Burswood bounces back

PERTH’S dedicated convention and exhibition centre is guaranteed to be built in the Perth CBD and it is to include a soccer and rugby stadium.

Burswood International Resort and Casino, the only bidder proposing a site outside the CBD, has been excluded from the short list of preferred tenderers for the project.

However, a Burswood spokeswoman said the resort would continue with its $75 million expansion, which includes an enlarged convention centre.

Burswood’s bigger convention facilities will be able to cater to conventions with up to 1,800 delegates.

Construction on the project is due to begin in January and be completed in 2001.

The shortlisted applicants for the Perth Convention and Exhibition Centre all expect to have the project finished by the first half of 2002.

The fact Burswood will have its centre finished first is a source of hope to the Town of Victoria Park.

Burswood is the town’s biggest ratepayer and its exclusion from the shortlist has disappointed the council.
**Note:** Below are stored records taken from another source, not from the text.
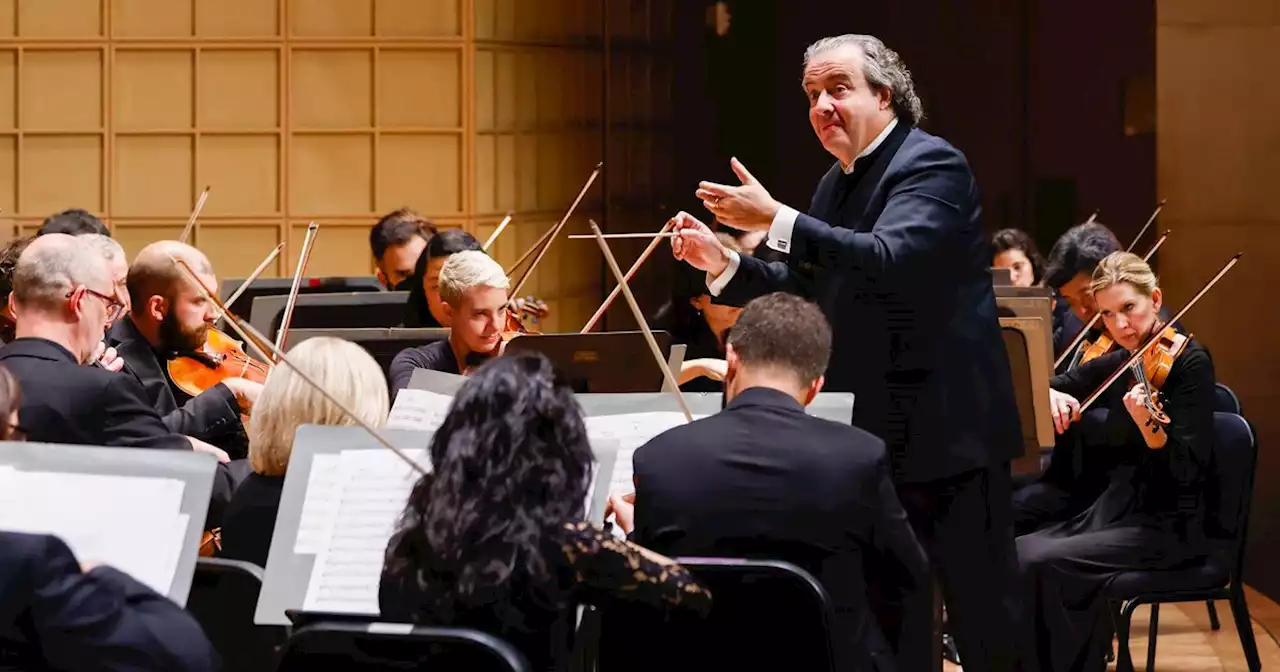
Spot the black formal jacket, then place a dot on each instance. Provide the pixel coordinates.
(53, 616)
(213, 416)
(896, 257)
(64, 402)
(763, 479)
Town of Victoria Park CEO John Bonker said Burswood’s ability to move first might still rule out the three bidders.

Perth Convention Bureau chairman Richard Campbell said the resort still had a major role to play in the marketing of WA as a convention destination.
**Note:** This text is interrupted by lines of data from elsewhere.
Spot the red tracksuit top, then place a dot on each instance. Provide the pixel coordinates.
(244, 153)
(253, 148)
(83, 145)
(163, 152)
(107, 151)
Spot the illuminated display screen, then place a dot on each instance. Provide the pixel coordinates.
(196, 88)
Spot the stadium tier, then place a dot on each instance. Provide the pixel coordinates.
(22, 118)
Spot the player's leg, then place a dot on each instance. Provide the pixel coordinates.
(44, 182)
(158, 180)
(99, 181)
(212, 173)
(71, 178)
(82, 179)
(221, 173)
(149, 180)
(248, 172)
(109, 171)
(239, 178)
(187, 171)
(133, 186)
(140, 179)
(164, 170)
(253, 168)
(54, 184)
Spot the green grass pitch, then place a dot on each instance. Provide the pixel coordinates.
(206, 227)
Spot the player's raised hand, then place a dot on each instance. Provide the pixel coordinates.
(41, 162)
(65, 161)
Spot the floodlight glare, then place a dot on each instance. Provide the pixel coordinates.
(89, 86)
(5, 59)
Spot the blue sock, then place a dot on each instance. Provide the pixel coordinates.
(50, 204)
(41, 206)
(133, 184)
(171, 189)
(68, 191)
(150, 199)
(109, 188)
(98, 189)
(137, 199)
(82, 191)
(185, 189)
He said Burswood and the dedicated convention centre would complement each other and increase Perth’s appeal as a destination.

“Really, both venues will appeal to different groups,” he said.
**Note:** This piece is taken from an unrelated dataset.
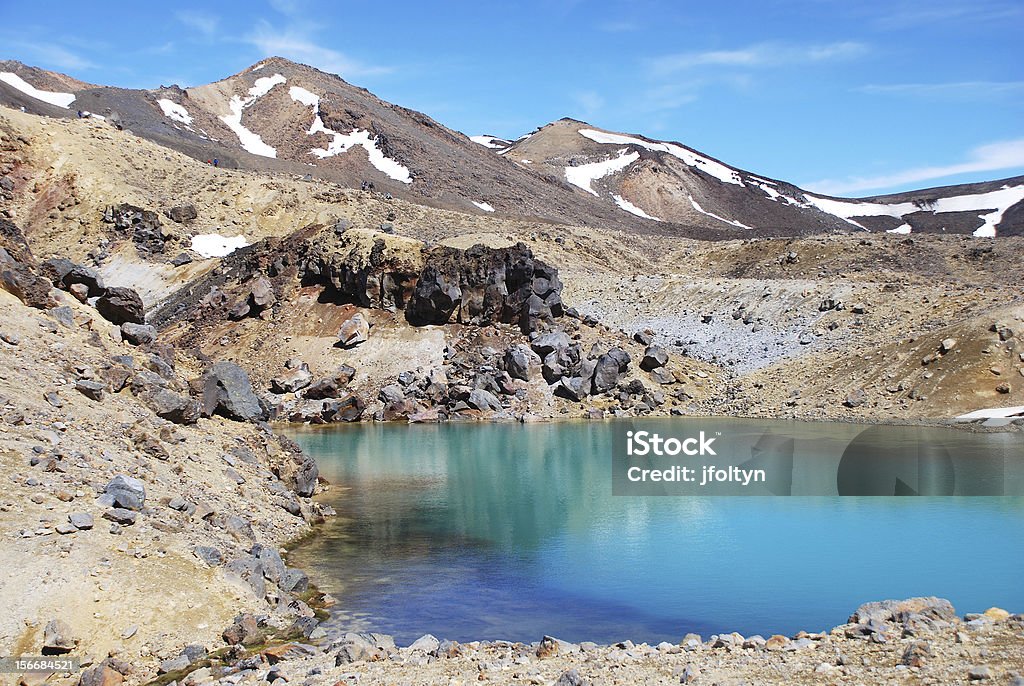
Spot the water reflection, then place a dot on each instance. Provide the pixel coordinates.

“The convention centre is more likely to appeal to educational, academic, government and religious organisations who traditionally would not use a venue that incorporates a casino.

“However, there are many other groups such as mining and corporate organisations that find a resort and casino complex more attractive for their delegates.”

The argument now is whether the convention centre will be built on a Northbridge site adjacent to Welling-ton Street or on the Perth Busport.

Many in the local convention industry seem to prefer the Northbridge site.

The Perth City Council also wants the Northbridge site which encompasses the area from west of the Horseshoe Bridge to the Mitchell Freeway.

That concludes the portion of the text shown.